Ruby Regexp group matching, assign variables on 1 line - ruby

I'm currently trying to rexp a string into multiple variables. Example string:
ryan_string = "RyanOnRails: This is a test"
I've matched it with this regexp, with 3 groups:
ryan_group = ryan_string.scan(/(^.*)(:)(.*)/i)
Now to access each group I have to do something like this:
ryan_group[0][0] (first group) RyanOnRails
ryan_group[0][1] (second group) :
ryan_group[0][2] (third group) This is a test
This seems pretty ridiculous and it feels like I'm doing something wrong. I would be expect to be able to do something like this:
g1, g2, g3 = ryan_string.scan(/(^.*)(:)(.*)/i)
Is this possible? Or is there a better way than how I'm doing it?

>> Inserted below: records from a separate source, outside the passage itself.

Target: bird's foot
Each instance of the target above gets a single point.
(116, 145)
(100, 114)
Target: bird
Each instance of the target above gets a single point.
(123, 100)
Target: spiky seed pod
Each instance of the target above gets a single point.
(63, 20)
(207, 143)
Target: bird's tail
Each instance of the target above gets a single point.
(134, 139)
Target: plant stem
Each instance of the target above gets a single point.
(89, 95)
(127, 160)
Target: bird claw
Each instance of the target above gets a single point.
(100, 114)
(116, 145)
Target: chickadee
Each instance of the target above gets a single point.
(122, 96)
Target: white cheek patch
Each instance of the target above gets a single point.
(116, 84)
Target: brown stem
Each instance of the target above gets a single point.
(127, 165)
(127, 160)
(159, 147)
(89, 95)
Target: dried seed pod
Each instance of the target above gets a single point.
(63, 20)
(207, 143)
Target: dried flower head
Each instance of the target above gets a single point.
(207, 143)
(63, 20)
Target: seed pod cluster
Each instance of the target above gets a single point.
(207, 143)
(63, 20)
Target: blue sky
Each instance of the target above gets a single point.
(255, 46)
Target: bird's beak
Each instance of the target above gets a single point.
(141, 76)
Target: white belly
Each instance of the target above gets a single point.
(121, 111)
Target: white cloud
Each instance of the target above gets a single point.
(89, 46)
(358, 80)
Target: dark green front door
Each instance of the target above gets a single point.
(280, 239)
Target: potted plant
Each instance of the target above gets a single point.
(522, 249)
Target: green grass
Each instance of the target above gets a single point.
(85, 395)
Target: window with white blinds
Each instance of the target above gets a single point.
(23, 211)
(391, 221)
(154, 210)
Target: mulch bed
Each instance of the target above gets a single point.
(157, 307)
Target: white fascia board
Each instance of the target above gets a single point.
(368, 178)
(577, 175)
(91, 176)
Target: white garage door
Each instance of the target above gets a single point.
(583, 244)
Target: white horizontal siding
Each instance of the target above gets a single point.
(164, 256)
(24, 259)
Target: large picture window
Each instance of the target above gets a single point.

You don't want scan for this, as it makes little sense. You can use String#match which will return a MatchData object, you can then call #captures to return an Array of captures. Something like this:
#!/usr/bin/env ruby
string = "RyanOnRails: This is a test"
one, two, three = string.match(/(^.*)(:)(.*)/i).captures
p one #=> "RyanOnRails"
p two #=> ":"
p three #=> " This is a test"
Be aware that if no match is found, String#match will return nil, so something like this might work better:
if match = string.match(/(^.*)(:)(.*)/i)
one, two, three = match.captures
end
Although scan does make little sense for this. It does still do the job, you just need to flatten the returned Array first. one, two, three = string.scan(/(^.*)(:)(.*)/i).flatten

You could use Match or =~ instead which would give you a single match and you could either access the match data the same way or just use the special match variables $1, $2, $3
Something like:
if ryan_string =~ /(^.*)(:)(.*)/i
first = $1
third = $3
end

You can name your captured matches
string = "RyanOnRails: This is a test"
/(?<one>^.*)(?<two>:)(?<three>.*)/i =~ string
puts one, two, three
It doesn't work if you reverse the order of string and the regex.

You have to decide whether it is a good idea, but ruby regexp can (automagically) define local variables for you!
I am not yet sure whether this feature is awesome or just totally crazy, but your regex can define local variables.
ryan_string = "RyanOnRails: This is a test"
/^(?<webframework>.*)(?<colon>:)(?<rest>)/ =~ ryan_string
# This defined three variables for you. Crazy, but true.
webframework # => "RyanOnRails"
puts "W: #{webframework} , C: #{colon}, R: #{rest}"
(Take a look at http://ruby-doc.org/core-2.1.1/Regexp.html , search for "local variable").
Note:
As pointed out in a comment, I see that there is a similar and earlier answer to this question by #toonsend (https://stackoverflow.com/a/21412455). I do not think I was "stealing", but if you want to be fair with praises and honor the first answer, feel free :) I hope no animals were harmed.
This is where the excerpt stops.